Buone e cattive notizie per i calciatori professionisti. Un recente studio realizzato in Scozia su un campione di 7676 atleti e pubblicato sul New England Journal of Medicine ha messo in luce una minor mortalità per infarto del miocardio, ictus cerebrale e tumori polmonari, ma una maggiore presenza tra gli ex calciatori di malattie neurodegenerative come l’Alzheimer. Secondo il presidente della Società italiana di Neurologia, professor Gioacchino Tedeschi, le cause vanno ricercate nell’intensa attività agonistica. «Si è calcolato che in una singola partita di calcio un atleta professionista tocca la palla di testa dalle 6 alle 12 volte, quindi nella sua vita calcistica la toccherebbe migliaia di volte. Quindi sembrerebbe che, all’origine di questa maggiore mortalità per Alzheimer, ci possano essere i colpi di testa. Però, se si fa una sotto analisi e si paragonano i calciatori con i portieri che ovviamente non colpiscono la palla di testa, è emerso che non esiste alcuna differenza».

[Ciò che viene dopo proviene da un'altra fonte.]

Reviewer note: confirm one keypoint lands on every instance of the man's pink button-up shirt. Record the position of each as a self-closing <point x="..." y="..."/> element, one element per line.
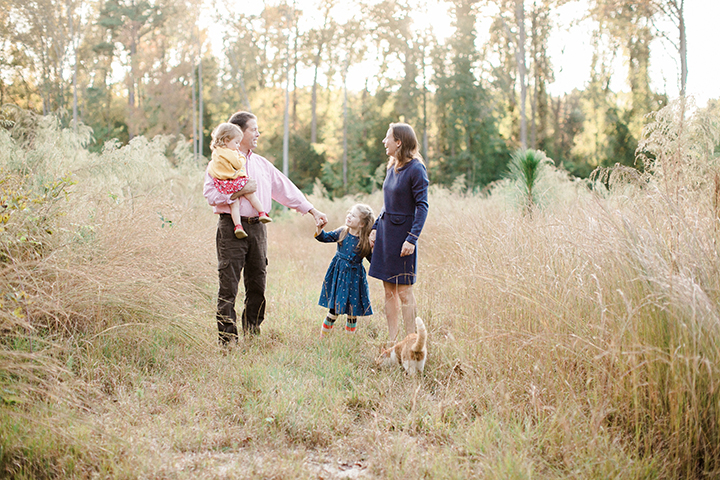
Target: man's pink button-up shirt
<point x="271" y="185"/>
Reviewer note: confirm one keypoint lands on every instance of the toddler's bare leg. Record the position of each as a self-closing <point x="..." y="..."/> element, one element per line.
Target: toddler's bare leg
<point x="235" y="213"/>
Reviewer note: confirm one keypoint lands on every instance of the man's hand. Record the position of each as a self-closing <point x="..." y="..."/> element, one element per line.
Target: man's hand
<point x="250" y="187"/>
<point x="408" y="249"/>
<point x="320" y="218"/>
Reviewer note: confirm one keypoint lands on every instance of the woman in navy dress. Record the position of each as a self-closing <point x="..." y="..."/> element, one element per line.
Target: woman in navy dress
<point x="398" y="226"/>
<point x="345" y="289"/>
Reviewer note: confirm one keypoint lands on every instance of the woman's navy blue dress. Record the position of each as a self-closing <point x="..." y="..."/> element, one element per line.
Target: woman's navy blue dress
<point x="345" y="287"/>
<point x="405" y="196"/>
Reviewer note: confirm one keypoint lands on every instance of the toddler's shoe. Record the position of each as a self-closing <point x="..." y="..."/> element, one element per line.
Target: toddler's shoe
<point x="240" y="232"/>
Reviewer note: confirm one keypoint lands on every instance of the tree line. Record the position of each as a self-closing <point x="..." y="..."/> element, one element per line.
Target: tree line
<point x="144" y="67"/>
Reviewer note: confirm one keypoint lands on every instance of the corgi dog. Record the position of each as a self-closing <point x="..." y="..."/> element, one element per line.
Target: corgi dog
<point x="411" y="352"/>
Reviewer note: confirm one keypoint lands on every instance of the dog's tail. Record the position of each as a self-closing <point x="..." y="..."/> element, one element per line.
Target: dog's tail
<point x="422" y="335"/>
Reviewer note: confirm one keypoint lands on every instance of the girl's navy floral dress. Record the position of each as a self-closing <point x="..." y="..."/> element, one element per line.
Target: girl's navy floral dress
<point x="345" y="288"/>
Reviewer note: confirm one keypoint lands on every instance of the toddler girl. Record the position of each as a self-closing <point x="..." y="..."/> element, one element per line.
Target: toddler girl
<point x="227" y="168"/>
<point x="345" y="288"/>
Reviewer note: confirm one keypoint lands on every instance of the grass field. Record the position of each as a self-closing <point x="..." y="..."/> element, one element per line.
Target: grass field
<point x="577" y="342"/>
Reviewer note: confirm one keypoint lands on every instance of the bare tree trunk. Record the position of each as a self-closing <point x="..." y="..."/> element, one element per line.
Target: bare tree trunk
<point x="74" y="43"/>
<point x="193" y="84"/>
<point x="345" y="119"/>
<point x="286" y="121"/>
<point x="313" y="123"/>
<point x="200" y="103"/>
<point x="683" y="48"/>
<point x="520" y="59"/>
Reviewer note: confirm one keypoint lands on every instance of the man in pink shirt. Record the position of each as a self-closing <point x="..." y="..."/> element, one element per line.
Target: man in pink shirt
<point x="249" y="254"/>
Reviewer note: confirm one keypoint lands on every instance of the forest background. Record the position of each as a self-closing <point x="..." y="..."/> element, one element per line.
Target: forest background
<point x="574" y="323"/>
<point x="327" y="77"/>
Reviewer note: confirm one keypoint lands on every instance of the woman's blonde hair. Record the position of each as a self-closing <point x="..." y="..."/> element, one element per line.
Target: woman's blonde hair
<point x="223" y="134"/>
<point x="367" y="220"/>
<point x="408" y="145"/>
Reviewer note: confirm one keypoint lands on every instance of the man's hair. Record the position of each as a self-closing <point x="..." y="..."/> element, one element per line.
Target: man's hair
<point x="241" y="118"/>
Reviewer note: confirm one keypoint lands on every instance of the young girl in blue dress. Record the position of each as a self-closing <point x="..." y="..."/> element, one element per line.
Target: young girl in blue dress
<point x="345" y="288"/>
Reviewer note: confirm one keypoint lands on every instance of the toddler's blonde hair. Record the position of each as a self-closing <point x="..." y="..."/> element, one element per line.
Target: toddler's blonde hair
<point x="367" y="220"/>
<point x="223" y="134"/>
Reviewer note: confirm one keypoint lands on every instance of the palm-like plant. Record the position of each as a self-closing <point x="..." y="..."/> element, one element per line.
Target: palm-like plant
<point x="526" y="168"/>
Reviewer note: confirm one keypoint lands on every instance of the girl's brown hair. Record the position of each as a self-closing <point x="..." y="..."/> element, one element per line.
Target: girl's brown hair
<point x="367" y="220"/>
<point x="223" y="134"/>
<point x="408" y="145"/>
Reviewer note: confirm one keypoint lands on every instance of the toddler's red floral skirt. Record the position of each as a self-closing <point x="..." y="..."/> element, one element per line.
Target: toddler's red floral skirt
<point x="228" y="187"/>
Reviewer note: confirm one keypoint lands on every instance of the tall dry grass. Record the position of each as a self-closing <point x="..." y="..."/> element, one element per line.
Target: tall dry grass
<point x="580" y="342"/>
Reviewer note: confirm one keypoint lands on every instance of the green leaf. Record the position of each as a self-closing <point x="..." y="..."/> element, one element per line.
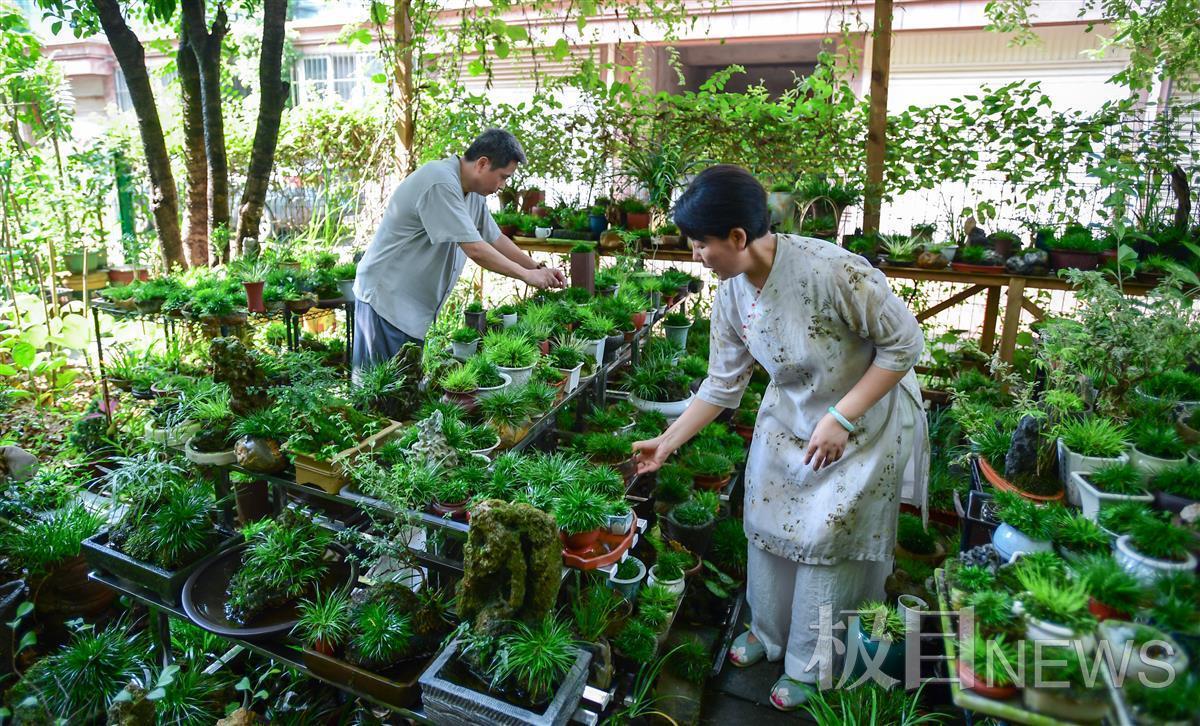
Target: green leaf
<point x="28" y="640"/>
<point x="23" y="354"/>
<point x="561" y="49"/>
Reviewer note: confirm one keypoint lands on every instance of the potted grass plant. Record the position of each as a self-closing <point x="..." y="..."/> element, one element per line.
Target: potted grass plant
<point x="1086" y="444"/>
<point x="711" y="471"/>
<point x="691" y="522"/>
<point x="1108" y="485"/>
<point x="989" y="666"/>
<point x="465" y="342"/>
<point x="514" y="353"/>
<point x="1156" y="447"/>
<point x="580" y="514"/>
<point x="1025" y="526"/>
<point x="1153" y="547"/>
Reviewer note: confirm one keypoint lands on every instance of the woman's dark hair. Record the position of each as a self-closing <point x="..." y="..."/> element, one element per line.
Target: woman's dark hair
<point x="498" y="145"/>
<point x="721" y="198"/>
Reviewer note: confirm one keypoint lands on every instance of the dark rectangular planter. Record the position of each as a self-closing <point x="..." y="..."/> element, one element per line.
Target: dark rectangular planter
<point x="583" y="270"/>
<point x="165" y="583"/>
<point x="401" y="694"/>
<point x="448" y="703"/>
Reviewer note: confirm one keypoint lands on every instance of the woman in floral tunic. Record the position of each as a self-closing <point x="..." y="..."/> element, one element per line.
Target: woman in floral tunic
<point x="840" y="432"/>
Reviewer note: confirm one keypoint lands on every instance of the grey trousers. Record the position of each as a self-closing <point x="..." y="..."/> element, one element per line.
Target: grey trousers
<point x="375" y="339"/>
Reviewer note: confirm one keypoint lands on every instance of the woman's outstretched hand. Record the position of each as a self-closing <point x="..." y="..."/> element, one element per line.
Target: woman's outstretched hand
<point x="828" y="443"/>
<point x="651" y="455"/>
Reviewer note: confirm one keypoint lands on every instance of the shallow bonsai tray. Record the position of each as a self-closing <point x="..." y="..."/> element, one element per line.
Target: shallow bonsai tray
<point x="165" y="583"/>
<point x="1011" y="711"/>
<point x="606" y="551"/>
<point x="204" y="594"/>
<point x="401" y="691"/>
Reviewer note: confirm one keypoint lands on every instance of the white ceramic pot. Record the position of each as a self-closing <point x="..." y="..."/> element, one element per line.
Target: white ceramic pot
<point x="1147" y="569"/>
<point x="1063" y="703"/>
<point x="573" y="377"/>
<point x="1149" y="465"/>
<point x="519" y="376"/>
<point x="671" y="409"/>
<point x="465" y="351"/>
<point x="1008" y="541"/>
<point x="489" y="391"/>
<point x="1069" y="461"/>
<point x="1092" y="501"/>
<point x="1042" y="630"/>
<point x="1167" y="657"/>
<point x="677" y="335"/>
<point x="597" y="348"/>
<point x="219" y="459"/>
<point x="675" y="587"/>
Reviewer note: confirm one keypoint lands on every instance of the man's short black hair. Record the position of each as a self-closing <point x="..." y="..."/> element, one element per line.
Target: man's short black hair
<point x="498" y="145"/>
<point x="721" y="198"/>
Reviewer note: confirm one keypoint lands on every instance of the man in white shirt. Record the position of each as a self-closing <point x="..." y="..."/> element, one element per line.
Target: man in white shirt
<point x="437" y="219"/>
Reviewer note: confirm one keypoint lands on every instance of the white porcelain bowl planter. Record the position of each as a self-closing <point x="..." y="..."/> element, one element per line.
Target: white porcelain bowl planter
<point x="1149" y="465"/>
<point x="483" y="393"/>
<point x="465" y="351"/>
<point x="517" y="376"/>
<point x="1147" y="569"/>
<point x="573" y="377"/>
<point x="1043" y="630"/>
<point x="671" y="409"/>
<point x="1163" y="654"/>
<point x="1009" y="540"/>
<point x="1071" y="462"/>
<point x="1092" y="501"/>
<point x="216" y="459"/>
<point x="675" y="587"/>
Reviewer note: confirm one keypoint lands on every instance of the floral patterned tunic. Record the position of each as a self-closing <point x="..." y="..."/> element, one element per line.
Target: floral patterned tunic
<point x="822" y="318"/>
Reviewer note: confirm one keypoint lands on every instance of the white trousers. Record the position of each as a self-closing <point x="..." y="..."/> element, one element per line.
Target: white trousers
<point x="789" y="600"/>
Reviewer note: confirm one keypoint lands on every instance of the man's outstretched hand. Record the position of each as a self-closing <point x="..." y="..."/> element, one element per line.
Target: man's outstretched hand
<point x="545" y="277"/>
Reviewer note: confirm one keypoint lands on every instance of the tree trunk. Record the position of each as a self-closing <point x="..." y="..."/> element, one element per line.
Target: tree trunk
<point x="403" y="95"/>
<point x="196" y="234"/>
<point x="877" y="115"/>
<point x="207" y="48"/>
<point x="163" y="199"/>
<point x="270" y="112"/>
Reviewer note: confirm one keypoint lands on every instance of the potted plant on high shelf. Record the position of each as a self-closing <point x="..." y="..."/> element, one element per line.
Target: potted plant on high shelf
<point x="1025" y="526"/>
<point x="465" y="342"/>
<point x="1075" y="249"/>
<point x="1156" y="447"/>
<point x="1108" y="485"/>
<point x="1086" y="444"/>
<point x="580" y="514"/>
<point x="1155" y="547"/>
<point x="636" y="213"/>
<point x="676" y="325"/>
<point x="691" y="522"/>
<point x="657" y="384"/>
<point x="475" y="316"/>
<point x="514" y="353"/>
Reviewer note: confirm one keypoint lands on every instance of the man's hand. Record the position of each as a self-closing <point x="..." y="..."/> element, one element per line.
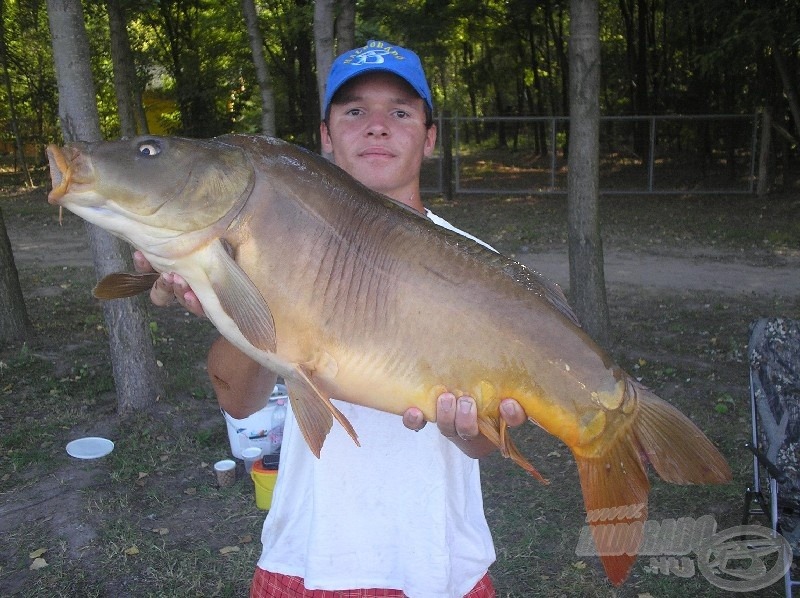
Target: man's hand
<point x="169" y="288"/>
<point x="457" y="419"/>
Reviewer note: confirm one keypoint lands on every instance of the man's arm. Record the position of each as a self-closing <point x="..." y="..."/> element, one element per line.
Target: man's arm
<point x="242" y="385"/>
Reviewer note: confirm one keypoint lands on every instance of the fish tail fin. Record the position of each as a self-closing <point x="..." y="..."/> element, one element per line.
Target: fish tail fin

«Questo è un primo dato che deve fare riflettere – rimarca Tedeschi -. Una seconda osservazione, che deve essere fatta, è che la ricerca prende in considerazione calciatori professionisti che presentano per alcuni versi le stesse caratteristiche di altri sportivi di élite, ma che fanno sport di maggior contatto, come il football americano. Lì non si tratta di traumi minori per il colpo di testa, ma di traumi maggiori per le contusioni che gli atleti si procurano durante gli scontri».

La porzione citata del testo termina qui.